Adrian Sherwood's On-U Sound applied dub production logic to industrial music, forging a rare Afrofuturist-industrial crossover
In the mid-1980s, Bristol-based Adrian Sherwood and the On-U Sound collective applied dub production techniques (spatialisation, looping, EQ, reverberation) to records by Nine Inch Nails, Ministry, and KMFDM, creating a rare synthesis of African diasporic dub logic and industrial music’s noise politics. Sherwood worked with former Sugar Hill Gang backing musicians Doug Wimbish and Keith LeBlanc, who simultaneously produced straightforward hip-hop and sampling-heavy industrial tracks (‘Major Malfunction’, sampling the Challenger explosion). Mark Stewart’s Maffia released both reggae and classic industrial tracks that cEvin Key of Skinny Puppy cited as influences.
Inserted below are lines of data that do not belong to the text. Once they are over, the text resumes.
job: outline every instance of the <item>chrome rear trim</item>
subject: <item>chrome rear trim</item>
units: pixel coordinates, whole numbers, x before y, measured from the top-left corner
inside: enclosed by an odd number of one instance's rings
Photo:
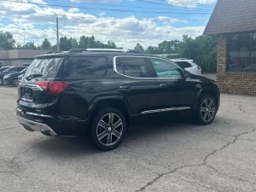
[[[19,86],[31,88],[34,90],[43,90],[43,89],[38,84],[21,84],[21,83],[20,83]]]
[[[47,125],[41,124],[38,122],[32,121],[26,119],[24,118],[21,118],[18,116],[19,123],[23,126],[28,126],[30,129],[37,131],[49,131],[53,136],[56,136],[57,134]]]
[[[162,109],[156,109],[156,110],[149,110],[149,111],[144,111],[142,113],[159,113],[159,112],[166,112],[166,111],[178,111],[178,110],[186,110],[190,109],[190,107],[179,107],[179,108],[162,108]]]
This bloodline had few descendants (Godflesh, Scorn, Twilight Circus) and largely dissolved after the 1980s.
Examples
Keith LeBlanc’s ‘Major Malfunction’ — Challenger samples + Reagan vocal loops. Mark Stewart’s ‘Hypnotised’ and ‘The Wrong Name and the Wrong Number’. On-U Sound’s future-dated copyright stamps.
Assessment
Identify three specific sonic techniques that dub and industrial shared, and explain why both genres were receptive to the sampler as a political instrument at the same historical moment.